Portal Server and Scalability
Chapter 5 Creating Your Portal Design 83
Portal Server and Scalability
Scalability is a system’s ability to accommodate a growing user population, without
performance degradation, by the addition of processing resources. The two general
means of scaling a system are vertical and horizontal scaling. The subject of this
section is the application of scaling techniques to the Portal Server product.
Benefits of scalable systems include:
•Improved response time
Fault tolerance
Manageability
Expendability
Simplified application development
Building modules
Vertical Scaling
In vertical scaling, CPUs, memory, multiple instances of Portal Server, or other
resources are added to one machine. This enables more process instances to run
simultaneously. In Portal Server, you want to make use of this by planning and
sizing to the number of CPUs you need. See Chapter 4, “Pre-Deployment
Considerations” for more information.
Horizontal Scaling
In horizontal scaling, machines are added. This also enables multiple simultaneous
processing and a distributed work load. In Portal Server, you make use of
horizontal scaling because you can run the Portal Server, Directory Server and
Access Manager on different nodes. Horizontal scaling can also make use of
vertical scaling, by adding more CPUs, for example.

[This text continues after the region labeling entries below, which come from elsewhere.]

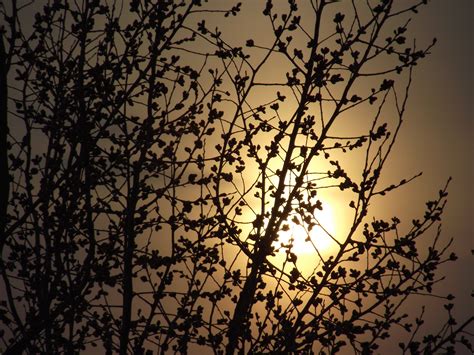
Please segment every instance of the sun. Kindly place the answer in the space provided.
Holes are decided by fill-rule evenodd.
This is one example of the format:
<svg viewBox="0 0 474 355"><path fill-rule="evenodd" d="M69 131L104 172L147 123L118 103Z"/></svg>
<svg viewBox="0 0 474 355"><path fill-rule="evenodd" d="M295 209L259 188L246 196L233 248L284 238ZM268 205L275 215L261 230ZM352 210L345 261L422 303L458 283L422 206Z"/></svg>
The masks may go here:
<svg viewBox="0 0 474 355"><path fill-rule="evenodd" d="M314 218L317 225L312 230L308 230L305 225L289 222L289 229L279 232L275 247L281 252L285 252L287 249L280 248L280 246L292 242L292 251L296 255L331 252L337 243L333 239L336 234L336 224L330 204L325 203L322 210L317 210L314 213Z"/></svg>

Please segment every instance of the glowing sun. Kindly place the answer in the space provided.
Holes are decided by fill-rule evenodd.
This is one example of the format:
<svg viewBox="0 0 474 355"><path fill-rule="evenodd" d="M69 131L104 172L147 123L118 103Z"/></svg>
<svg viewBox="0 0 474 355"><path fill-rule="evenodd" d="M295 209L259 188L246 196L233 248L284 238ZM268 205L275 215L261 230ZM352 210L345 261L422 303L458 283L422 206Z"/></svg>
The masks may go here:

Additionally, you can scale a Portal Server installation horizontally by installing
server component instances on multiple machines. Each installed server
component instance executes an HTTP process, which listens on a TCP/IP port
whose number is determined at installation time. Gateway components use a
round-robin algorithm to assign new session requests to server instances. While a
session is established, an HTTP cookie, stored on the client, indicates the session
server. All subsequent requests go to that server.